Two cars \(A\) and \(B\) are moving on a road with speeds \(100\,\text{km/h}\) and \(80\,\text{km/h}\) respectively. A stone is thrown from car \(B\) with speed \(V\) km/h relative to it. The stone hits car \(A\) with speed \(5\,\text{m/s}\) relative to car \(A\) (ignore gravity). Find \(V\).

• A. \(18\)
• B. \(38\)
• C. \(48\)
• D. \(20\)

Answer 1

The Correct Option is D

Step 1: Understanding the Question:
This problem involves determining the speed of a projectile relative to its source when its relative speed to a target moving at a different velocity is known. We must work with consistent units.
Step 2: Key Formula or Approach:
Relative velocity formula: \(\vec{v}_{S/A} = \vec{v}_{S} - \vec{v}_{A}\).
Velocity of stone in ground frame: \(\vec{v}_{S} = \vec{v}_{B} + \vec{v}_{S/B}\).
Step 3: Detailed Explanation:
First, convert the relative speed of impact from m/s to km/h:
\[ 5 \text{ m/s} = 5 \times \frac{18}{5} = 18 \text{ km/h} \] Assuming both cars move in the same direction (e.g., along the \(+\hat{i}\) direction):
\(v_{A} = 100 \text{ km/h}\) and \(v_{B} = 80 \text{ km/h}\).
Let the velocity of the stone relative to Car \(B\) be \(V \text{ km/h}\) (forward).
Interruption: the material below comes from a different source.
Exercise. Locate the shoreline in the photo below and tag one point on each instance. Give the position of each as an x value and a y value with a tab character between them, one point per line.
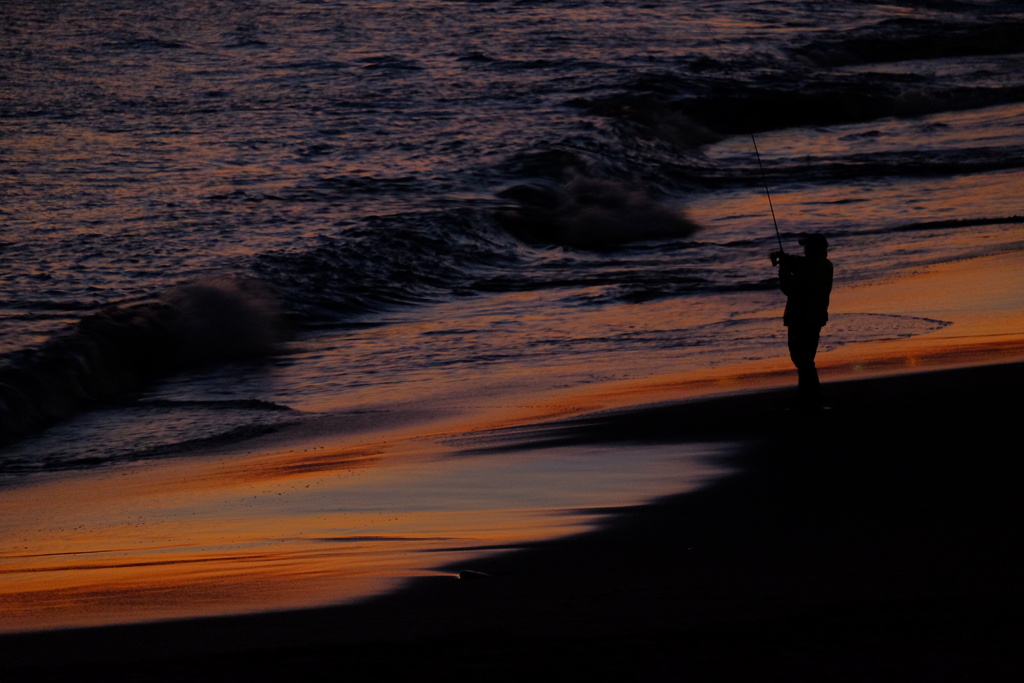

The velocity of the stone in the ground frame is:
\[ v_{S} = v_{B} + V = 80 + V \] The velocity of the stone relative to Car \(A\) is:
\[ v_{S/A} = v_{S} - v_{A} = (80 + V) - 100 = V - 20 \] Given that the magnitude of this relative speed is \(18 \text{ km/h}\):
\[ |V - 20| = 18 \] This gives two possible values for \(V\):
1) \(V - 20 = 18 \Rightarrow V = 38 \text{ km/h}\)
2) \(V - 20 = -18 \Rightarrow V = 2 \text{ km/h}\)
Comparing these with the provided options, \(V = 38\) is the matching value.
Step 4: Final Answer:
The speed \(V\) relative to Car \(B\) is 38 km/h, which is option (B).